You don’t have to be Irish (or part Irish like me) to celebrate St. Patrick’s Day on Friday, March 17. We love any occasion focusing on things that are green!
March 17 is the date of St. Patrick’s death. Yes, he was a real person. For many years St. Patrick’s Day was a serious religious holiday in Ireland, honoring the man who converted Ireland to Catholicism and who also reportedly “drove the snakes out of Ireland.”
This is a historical headscratcher, because there are no snakes native to Ireland. Some historians now believe “snakes” refers to the ancient Pagans, especially the Druids who practiced the dominant spiritual belief in Ireland before the arrival of Christianity.
Other historians say this isn’t true, because the Druids co-existed peacefully with the Catholic Church for several hundred years. St. Patrick and other Catholic priests recorded many of the stories and myths from the oral tradition of the Druids to preserve their history. St Patrick also recorded all of the old Druid laws in Ireland, providing us with invaluable information on pre-Christian Celtic culture.
There are modern-day Druids who follow the old Druid ways in Ireland and Wales. Druids share a fundamental belief in the spirituality of all things, and it welcomes diversity even in religious views. The most important focus is in Nature. All Druids believe Nature is sacred or divine. Every part of nature has a role in the web of life. Druids respect all creatures. No creature has supremacy over another including human beings. We are just one part of the wider living family on Earth.
In a book called “The Sacredness of Nature,” writer Phil Ryder says “within Druidry, Nature is considered to be unconditionally sacred and an expression or manifestation of deity and divinity.” Many Druids are animists, that plants, animals, and even certain inanimate objects have souls. Some Druids consider animals and plants to be members of their “tribe.”
Among many Druids, there is a system of tree lore. Different species of trees have different characteristics including moods, actions, roles, phases of life, and ancestors. It’s not so difficult to understand why ancient people would see very different looking trees and imagine them to have different personalities. Picture a huge Irish Oak tree compared to a more delicate deciduous tree like a willow, like a huge bodybuilder next to a ballet dancer.
Druids also believe there is far more to life than we can see, and believe in the existence of an “Otherworld,” a realm beyond the physical senses but is still completely real.
There is a modern Druid movement which still respects nature like the ancient Druids did. Today, many Druids participate in the environmental protection movement. If you visit the activist website EcoPagan.com, you will read about support for environmental causes and a focus on Earth Day as a way to spread their message.
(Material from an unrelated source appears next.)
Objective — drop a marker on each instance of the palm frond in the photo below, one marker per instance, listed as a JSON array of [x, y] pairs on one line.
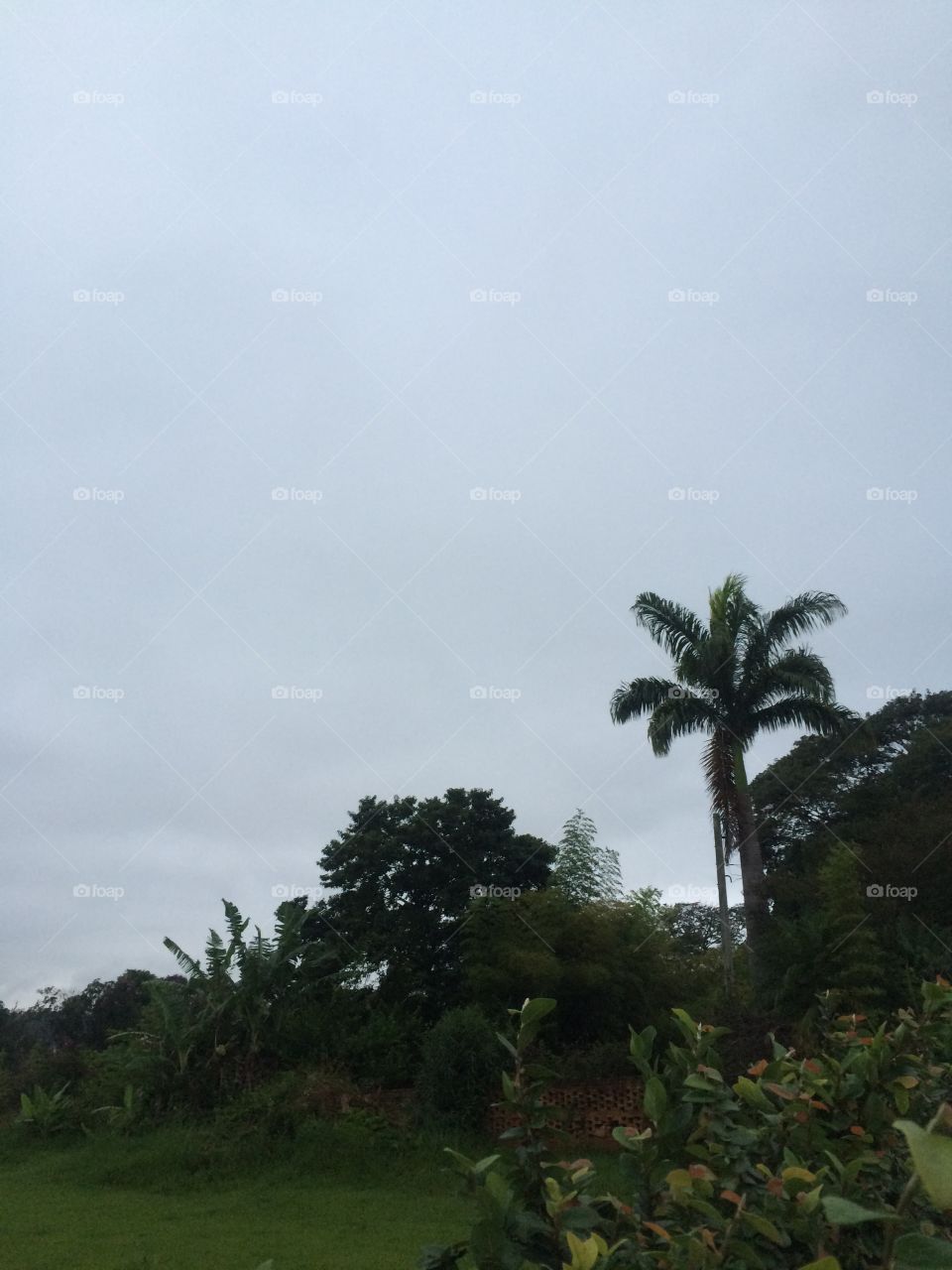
[[186, 962], [824, 717], [639, 698], [717, 766], [679, 716], [802, 613], [671, 626], [798, 671]]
Some may read what the website has to say and think, “Nut cases.” I read it and think, “Isn’t this just another way to describe the concept of biophilia?” For example:
“The web of life includes strands that tug on our hearts, thread through our essential nature, and weave us into a spiritual whole. As part of the body of life on Earth, we care about the health of all parts of the body. Many human activities destroy parts of the body, and we recoil at them. Cutting down a rainforest is no different from cutting off a healthy leg or arm. In fact, these are even more vital than our arms and legs, because these forests are part of our planetary lungs. Similarly, we care about our waters, our land, our air, and our diverse biosphere. We do so out of respect for our ancestors, out of care for all life today, and out of love for future generations. Anything that harms the body of life on Earth, including global warming, pollution, and extinction, is thus a spiritual and moral issue.
We are part of Earth, and Earth is part of us.”
The Celtic Druids attached much significance to the clover or shamrock, because they believed the number three to be a perfect number possessing a mystical power. The shamrock represents the Holy Trinity, and also signifies past, present and future. Through its symbolism, the shamrock has paved a path to Irish glory.
So while we don’t normally get quite so “heavy” in our blog, and while it might be the last thing you expected to read on the St. Patrick’s Day theme, we’d like you to give a thought to your biophilic connection to all things green and growing on St. Patrick’s Day. We don’t care if you give a toast to biophilia with your green beer. Like the Druids, Good Earth Plant Company is all about natural diversity in all things! Slainte!